Multi-species site-occupancy modelling

Site occupancy modelling identified correlates of detection and occupancy at the level of the community as well as individual species. Most taxa were detected infrequently, and individually, they provided little insight into detection and occupancy rates, as it is difficult to distinguish low detection rates (i.e. crypsis) from low occupancy (i.e. rarity). However, by integrating these infrequent detections into community models of occupancy and detection, and sharing information across species and patrol areas, the entire dataset was able to produce a broad picture of vertebrate diversity across Ailaoshan. This modelling approach dealt well with missing data, demonstrating the usefulness of occupancy models in a Bayesian framework for dealing with the imperfect datasets that are to be expected with surveys across broad areas and relying on limited resources. On the other hand, the data-augmented models represented a substantial computational burden with our large dataset, with high memory requirements, long run times and much experimentation required to fit the models successfully.

While in this study we focused our modelling attention on correcting for false negatives, false positives are also possible, e.g. due to lab contamination or taxonomic misassignment. While false negatives are likely to be a more serious problem than false positives in our dataset, false positives may nonetheless cause serious bias in the estimation of biodiversity⁶². Hierarchical models may, in principle, also be used to correct for false positives, but in practice they have proven challenging to estimate without additional information about the false-positive detection process⁶³. Recent advances in modelling false positives show promise (e.g. Griffin et al.⁶⁴), but these approaches are not yet available for multi-species metabarcoding datasets.
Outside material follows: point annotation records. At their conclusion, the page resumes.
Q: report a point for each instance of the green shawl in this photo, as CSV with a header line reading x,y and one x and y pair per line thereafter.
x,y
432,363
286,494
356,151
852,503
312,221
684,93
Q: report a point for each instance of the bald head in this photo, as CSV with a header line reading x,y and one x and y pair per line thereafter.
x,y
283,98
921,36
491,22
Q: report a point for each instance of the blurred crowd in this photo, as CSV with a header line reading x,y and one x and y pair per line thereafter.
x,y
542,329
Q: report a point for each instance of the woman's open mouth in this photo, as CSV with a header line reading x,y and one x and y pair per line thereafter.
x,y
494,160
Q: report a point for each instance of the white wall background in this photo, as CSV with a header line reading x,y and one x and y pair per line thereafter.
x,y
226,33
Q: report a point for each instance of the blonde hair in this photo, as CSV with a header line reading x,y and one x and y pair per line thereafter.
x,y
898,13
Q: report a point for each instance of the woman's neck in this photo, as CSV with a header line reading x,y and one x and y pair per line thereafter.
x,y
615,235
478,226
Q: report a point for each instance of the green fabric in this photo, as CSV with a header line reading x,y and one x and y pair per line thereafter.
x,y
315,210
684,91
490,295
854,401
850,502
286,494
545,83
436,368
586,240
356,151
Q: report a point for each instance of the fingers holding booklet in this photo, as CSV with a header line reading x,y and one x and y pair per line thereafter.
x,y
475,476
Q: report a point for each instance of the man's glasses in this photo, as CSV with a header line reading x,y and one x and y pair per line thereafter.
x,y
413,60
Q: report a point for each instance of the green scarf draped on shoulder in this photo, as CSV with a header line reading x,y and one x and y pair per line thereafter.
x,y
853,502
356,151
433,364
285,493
As iDNA surveys are increasingly used for large-scale studies, an important study design consideration will be the degree to which leeches are pooled. Pooling reduces the cost and complexity of the collecting task, since putting leeches into individual tubes requires a larger collecting kit. (Leeches regurgitate into the preservative fluid, such that leeches collected into the same tube cannot be treated as independent replicates; separate tubes for individual leeches would be needed.) Pooling also reduces lab costs and workload. On the other hand, occupancy models such as the one employed here work best when provided with data from unpooled samples. Potentially valuable information about leech host preferences is also lost when samples are pooled: for example, if collected individually, leeches could be DNA-barcoded, and this information used as a detection covariate in occupancy modelling. Development of automated, high-throughput laboratory protocols (e.g. Ackerman et al.⁵⁹) would help make individual sequencing of leeches more practical in large sample sets such as ours (i.e. >30,000 individuals). At the collection stage, a compromise could be to issue collectors with smaller collecting tubes than we used (e.g. 2 mL), in order to lower leech numbers per replicate but not necessarily to the level of individual leeches.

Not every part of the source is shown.